Landmen are responsible for facilitating leases between oil and gas companies and mineral owners. A landman frequently travels the country to pursue lease opportunities in regions of interest to his or her firm or client, and must often conduct extensive research to secure the right to drill in a particular area. After an oil company identifies a promising location, the landman begins the negotiations process by researching the ownership of the land in question. This process can involve searching public records, visiting courthouses, and even going to the homes or workplaces of the identified landowners. If the land is owned by multiple parties, the landman will also need to locate and speak to each individual holding a percentage of ownership.
Often serving as a mineral owner’s first impression of the oil and gas company, landmen draw on refined communication skills to negotiate the ownership of a piece of land. After coming to an agreement regarding the lease or purchase of a property’s mineral rights, landowners are responsible for legally documenting the negotiation. The process involves creating or updating lease agreements, as well as other land management documents, including rental receipts, leasing reports, and title documents.

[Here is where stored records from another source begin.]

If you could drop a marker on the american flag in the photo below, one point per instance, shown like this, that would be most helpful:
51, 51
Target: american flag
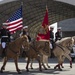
15, 22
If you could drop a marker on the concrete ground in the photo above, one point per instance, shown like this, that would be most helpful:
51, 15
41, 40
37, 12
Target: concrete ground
10, 68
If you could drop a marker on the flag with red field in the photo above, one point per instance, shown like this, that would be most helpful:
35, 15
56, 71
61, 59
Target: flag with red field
45, 26
15, 22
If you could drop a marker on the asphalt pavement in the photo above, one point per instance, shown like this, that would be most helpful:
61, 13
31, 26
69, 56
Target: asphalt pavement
10, 68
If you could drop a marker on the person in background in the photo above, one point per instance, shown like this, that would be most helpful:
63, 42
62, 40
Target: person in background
58, 34
5, 38
25, 32
52, 40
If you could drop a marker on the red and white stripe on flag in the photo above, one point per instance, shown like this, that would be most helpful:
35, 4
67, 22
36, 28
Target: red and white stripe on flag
15, 25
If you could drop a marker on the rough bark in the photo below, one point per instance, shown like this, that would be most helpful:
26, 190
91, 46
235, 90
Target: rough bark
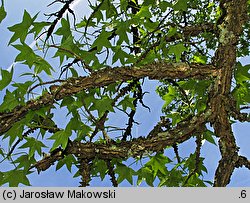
232, 21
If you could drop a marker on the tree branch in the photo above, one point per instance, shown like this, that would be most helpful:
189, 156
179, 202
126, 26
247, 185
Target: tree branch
106, 76
137, 147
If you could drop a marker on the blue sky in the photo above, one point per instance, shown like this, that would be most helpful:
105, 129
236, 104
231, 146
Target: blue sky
241, 177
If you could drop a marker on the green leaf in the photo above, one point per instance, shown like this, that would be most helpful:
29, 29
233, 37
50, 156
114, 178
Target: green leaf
42, 65
3, 13
6, 78
164, 5
33, 145
25, 162
10, 101
14, 132
145, 174
177, 50
64, 30
26, 54
124, 173
15, 177
37, 27
102, 41
21, 30
143, 12
61, 139
158, 163
1, 152
181, 5
169, 97
172, 31
99, 168
103, 104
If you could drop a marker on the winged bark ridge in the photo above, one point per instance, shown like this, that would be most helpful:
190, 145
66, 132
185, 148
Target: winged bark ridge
218, 111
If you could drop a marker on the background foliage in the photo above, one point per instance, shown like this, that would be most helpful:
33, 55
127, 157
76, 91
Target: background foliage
105, 60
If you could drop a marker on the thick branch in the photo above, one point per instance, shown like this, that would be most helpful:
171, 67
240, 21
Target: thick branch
157, 71
137, 147
230, 28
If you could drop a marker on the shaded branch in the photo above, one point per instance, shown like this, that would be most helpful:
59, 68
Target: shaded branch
137, 147
111, 173
242, 161
71, 86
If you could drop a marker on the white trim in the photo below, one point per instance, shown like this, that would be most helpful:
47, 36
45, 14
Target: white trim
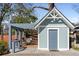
63, 49
68, 38
57, 37
64, 19
44, 18
54, 25
43, 49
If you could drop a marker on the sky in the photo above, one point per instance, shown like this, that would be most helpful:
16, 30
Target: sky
67, 9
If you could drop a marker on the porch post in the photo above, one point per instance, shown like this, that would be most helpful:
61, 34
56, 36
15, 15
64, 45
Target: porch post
22, 33
10, 37
19, 37
16, 34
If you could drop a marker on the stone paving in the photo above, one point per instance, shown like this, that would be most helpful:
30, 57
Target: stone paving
36, 52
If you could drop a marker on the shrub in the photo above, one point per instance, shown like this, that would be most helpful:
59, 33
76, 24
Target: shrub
3, 47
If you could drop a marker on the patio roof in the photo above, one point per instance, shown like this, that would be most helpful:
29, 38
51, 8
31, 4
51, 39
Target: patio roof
23, 25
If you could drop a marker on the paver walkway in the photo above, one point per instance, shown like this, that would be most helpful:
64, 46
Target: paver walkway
36, 52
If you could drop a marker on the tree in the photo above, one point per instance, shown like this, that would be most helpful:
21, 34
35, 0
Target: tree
25, 14
4, 8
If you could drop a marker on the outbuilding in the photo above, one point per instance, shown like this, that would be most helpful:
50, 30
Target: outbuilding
53, 31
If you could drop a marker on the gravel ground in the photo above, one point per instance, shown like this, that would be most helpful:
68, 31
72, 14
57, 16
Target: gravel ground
36, 52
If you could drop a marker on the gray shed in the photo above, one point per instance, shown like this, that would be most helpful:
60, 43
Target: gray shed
53, 31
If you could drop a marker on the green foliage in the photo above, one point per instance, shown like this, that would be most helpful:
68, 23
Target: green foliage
3, 47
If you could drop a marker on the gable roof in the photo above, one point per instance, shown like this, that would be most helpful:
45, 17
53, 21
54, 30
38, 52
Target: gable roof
66, 21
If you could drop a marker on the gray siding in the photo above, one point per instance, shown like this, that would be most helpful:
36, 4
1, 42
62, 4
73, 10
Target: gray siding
42, 37
63, 38
53, 39
63, 34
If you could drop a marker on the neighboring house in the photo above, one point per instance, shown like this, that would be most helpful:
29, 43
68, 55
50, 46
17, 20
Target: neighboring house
53, 31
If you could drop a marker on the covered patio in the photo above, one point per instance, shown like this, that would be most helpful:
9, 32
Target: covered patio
16, 44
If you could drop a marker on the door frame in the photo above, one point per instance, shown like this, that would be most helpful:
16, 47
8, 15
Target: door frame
57, 37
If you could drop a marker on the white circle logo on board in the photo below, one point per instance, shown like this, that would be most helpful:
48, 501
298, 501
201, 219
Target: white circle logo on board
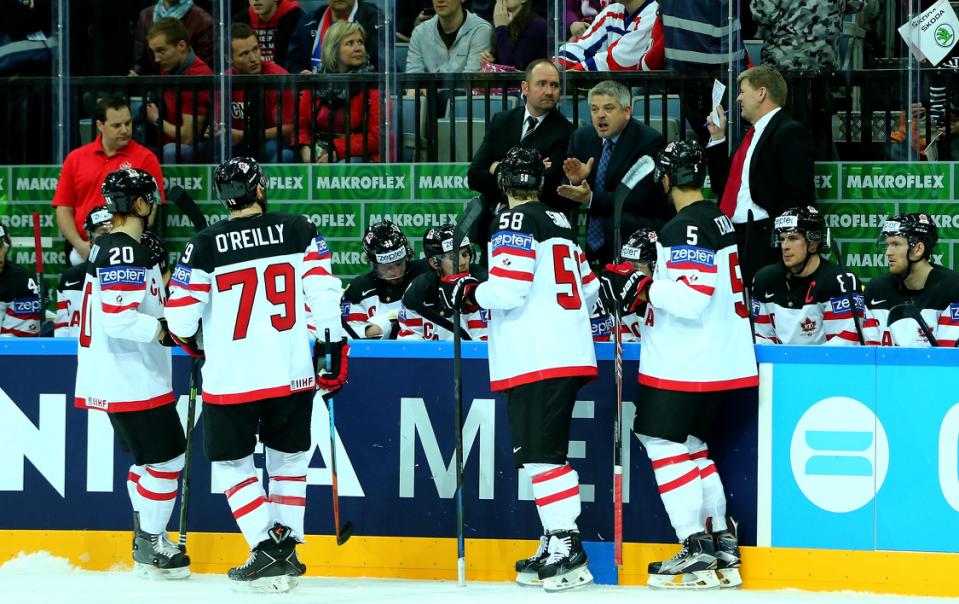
839, 454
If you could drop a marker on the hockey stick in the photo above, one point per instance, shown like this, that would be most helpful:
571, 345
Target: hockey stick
344, 532
640, 170
911, 311
472, 211
834, 246
41, 290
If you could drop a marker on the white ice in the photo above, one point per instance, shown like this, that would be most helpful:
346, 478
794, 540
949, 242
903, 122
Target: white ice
42, 578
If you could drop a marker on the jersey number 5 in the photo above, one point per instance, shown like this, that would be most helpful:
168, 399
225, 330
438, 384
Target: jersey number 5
278, 280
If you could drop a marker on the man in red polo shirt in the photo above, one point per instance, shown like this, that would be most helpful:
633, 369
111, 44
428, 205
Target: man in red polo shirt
78, 190
182, 126
267, 117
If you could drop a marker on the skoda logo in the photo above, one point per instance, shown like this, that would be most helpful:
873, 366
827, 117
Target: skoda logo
839, 454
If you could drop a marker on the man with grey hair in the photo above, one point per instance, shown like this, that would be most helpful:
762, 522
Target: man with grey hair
598, 157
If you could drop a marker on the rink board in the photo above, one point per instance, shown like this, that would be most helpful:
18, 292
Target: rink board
62, 479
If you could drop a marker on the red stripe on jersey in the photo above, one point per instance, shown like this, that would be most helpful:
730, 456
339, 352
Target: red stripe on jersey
571, 492
243, 511
681, 481
544, 374
514, 252
163, 475
125, 406
551, 474
181, 301
518, 275
156, 496
288, 478
123, 287
668, 461
662, 384
232, 490
691, 266
112, 308
288, 500
317, 271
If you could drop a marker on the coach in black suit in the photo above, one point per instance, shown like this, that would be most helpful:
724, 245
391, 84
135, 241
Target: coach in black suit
537, 124
598, 158
776, 156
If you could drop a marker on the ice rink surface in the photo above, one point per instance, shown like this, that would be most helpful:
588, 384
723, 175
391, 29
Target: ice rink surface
43, 578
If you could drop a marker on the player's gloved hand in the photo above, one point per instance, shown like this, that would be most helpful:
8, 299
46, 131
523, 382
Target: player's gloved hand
459, 292
332, 378
158, 251
623, 285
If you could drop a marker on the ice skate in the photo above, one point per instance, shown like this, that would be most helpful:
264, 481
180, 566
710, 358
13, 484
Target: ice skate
565, 567
694, 567
728, 561
156, 557
273, 566
527, 569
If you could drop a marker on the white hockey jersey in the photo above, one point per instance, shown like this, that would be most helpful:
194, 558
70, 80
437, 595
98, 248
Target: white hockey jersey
540, 292
938, 304
421, 317
120, 364
69, 302
806, 310
700, 339
618, 41
248, 281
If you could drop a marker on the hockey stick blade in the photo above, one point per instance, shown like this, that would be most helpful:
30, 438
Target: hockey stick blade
187, 205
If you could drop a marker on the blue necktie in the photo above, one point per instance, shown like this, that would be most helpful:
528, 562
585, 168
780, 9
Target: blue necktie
594, 234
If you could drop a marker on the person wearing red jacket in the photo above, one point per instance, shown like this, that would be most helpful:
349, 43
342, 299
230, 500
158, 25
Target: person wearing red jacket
340, 121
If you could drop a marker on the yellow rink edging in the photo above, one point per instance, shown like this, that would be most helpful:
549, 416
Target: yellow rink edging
907, 573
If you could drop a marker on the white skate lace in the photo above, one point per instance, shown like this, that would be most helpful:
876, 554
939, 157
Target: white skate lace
559, 548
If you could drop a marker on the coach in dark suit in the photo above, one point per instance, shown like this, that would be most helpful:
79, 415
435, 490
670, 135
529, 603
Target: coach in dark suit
537, 124
771, 170
598, 158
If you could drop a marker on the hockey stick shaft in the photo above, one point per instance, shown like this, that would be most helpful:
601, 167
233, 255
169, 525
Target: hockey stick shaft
188, 454
846, 290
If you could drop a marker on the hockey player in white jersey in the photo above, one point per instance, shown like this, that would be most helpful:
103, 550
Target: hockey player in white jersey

In 2015, CNN Money and PayScale ranked the landman role third in their list of the top 100 jobs in America, projecting job growth of 13 percent over the next decade. At a minimum, landmen possess paralegal certification or an associate degree in land management. However, they may increase their marketability with a bachelor’s in land management, geology, economics, or another related field, and may choose to supplement a four-year degree with a certificate in land management. Some landmen may also have an academic background in law.